Amalia Signorelli passa in rassegna queste varie crisi cercando di leggerle, attraverso la sua particolare lente prospettica, dentro il contesto italiano. E cerca di unire i puntini delle varie disgregazioni. Dall’idea di lavoro come elemento fondamentale per l’identità di una comunità, al concetto di famiglia passato attraverso una crisi comportamentale che ha portato al “genitore amico” fino alla costruzione di nuovi e inediti nuclei familiari come nucleo per il riscatto personale della persona («…è sorprendente l’unanimità con la quale tutti indicano nella famiglia l’istituzione più importante a cui sentono di appartenere, quella alla quale non vogliono e non possono rinunciare. In verità, quando parlano di famiglia, intendono la coppia che hanno costruito», p.72); dal distacco dalle istituzioni (che va a legarsi a una più generale sfiducia – per usare una definizione di Ilvo Diamanti – nei confronti della politica) alla incapacità di far fronte all’età dell’incertezza perché non abituati alle crisi e non abituati alla mancanza di orizzonte e “non essere” della persona.

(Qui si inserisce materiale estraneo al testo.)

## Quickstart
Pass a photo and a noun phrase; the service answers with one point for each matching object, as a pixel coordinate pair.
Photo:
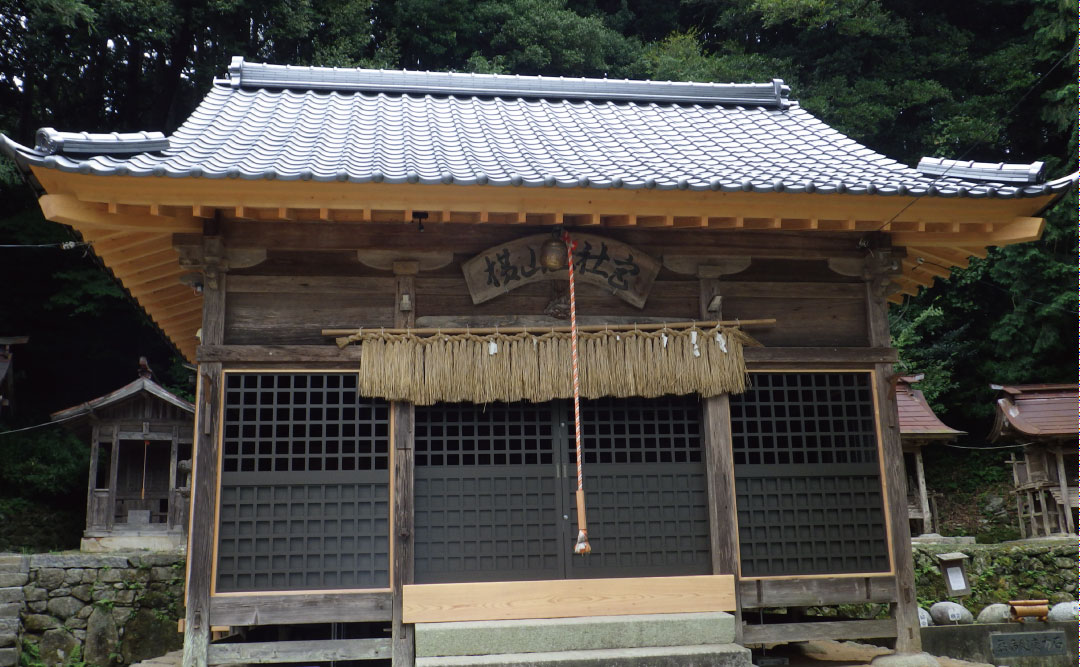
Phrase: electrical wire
(979, 141)
(51, 423)
(987, 448)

Una radiografia piuttosto complessa e puntuale. Un’analisi su cui è molto difficile non essere d’accordo e che, anzi, ha anche il merito di unire diversi elementi per delineare un quadro più complessivo. Soprattutto, un quadro che analizza l’Italia di oggi. Un paese stracciato e sfilacciato, che non ha più una direzione politica; diviso tra le retoriche minacciose – diverse ma uguali – di Matteo Renzi e di Beppe Grillo.
Un paese che negli ultimi anni ha visto aumentare la percezione della sfiducia (un recente sondaggio Ixe per Agorà segnala come solo le forze dell’ordine e la chiesa godano della fiducia della popolazione), con gli stipendi più bassi d’Europa, le forme di lavoro più umilianti – in cui non si cresce, non ci si forma e spesso non si viene nemmeno pagati – e dove la libera iniziativa viene guardata con sospetto e non esistono forme di welfare che facciano sentire gli under 35 al sicuro nella loro volontà di sperimentare e cercare di costruire.
Se nel paese di Adriano Olivetti, i giovani del 2016 hanno paura di vivere la propria vita perché non vogliono finire sotto un ponte, allora c’è qualcosa che non va.
Molto difficile non condividere l’analisi di Signorelli, dicevamo, così come molto difficile non condividere qualsiasi analisi intelligente sulla vita ai tempi della crisi. Quello che resta da capire è il passaggio successivo. Quali forme di organizzazione possiamo darci per agire sulle macerie di quella che abbiamo chiamato, fino all’altro ieri, società? Come possiamo pensare di costruire comunità metabolizzando il lutto della morte delle vecchie cattedrali dell’aggregazione (la fabbrica, l’ufficio, il partito, l’oratorio, addirittura il campo da calcio)? Come possiamo ripartire da questa individualità che non è più esplosivamente edonista, ma rassegnatamente introiettata all’immobilismo? Come superare la “stasi” di una generazione rassegnata tra Oblomov e Bartleby, che ha la consapevolezza di invecchiare da neet (Not in education, employment or training), che guarda agli hikikomori giapponesi e però non vede male la reazione rabbiosa rappresentata dai populismi post-ideologici semplicemente perché offre, comunque, anche se non ci piace, anche se ci sembra illogico, una risposta? Come possiamo costruire un progetto di azione a partire da queste analisi condivise e uno scenario in cui abbiamo paura di perdere qualcosa nonostante, di fatto, non ci sia più un granché da perdere? Come possiamo essere padroni del nostro tempo in questo tempo “senza scelte”?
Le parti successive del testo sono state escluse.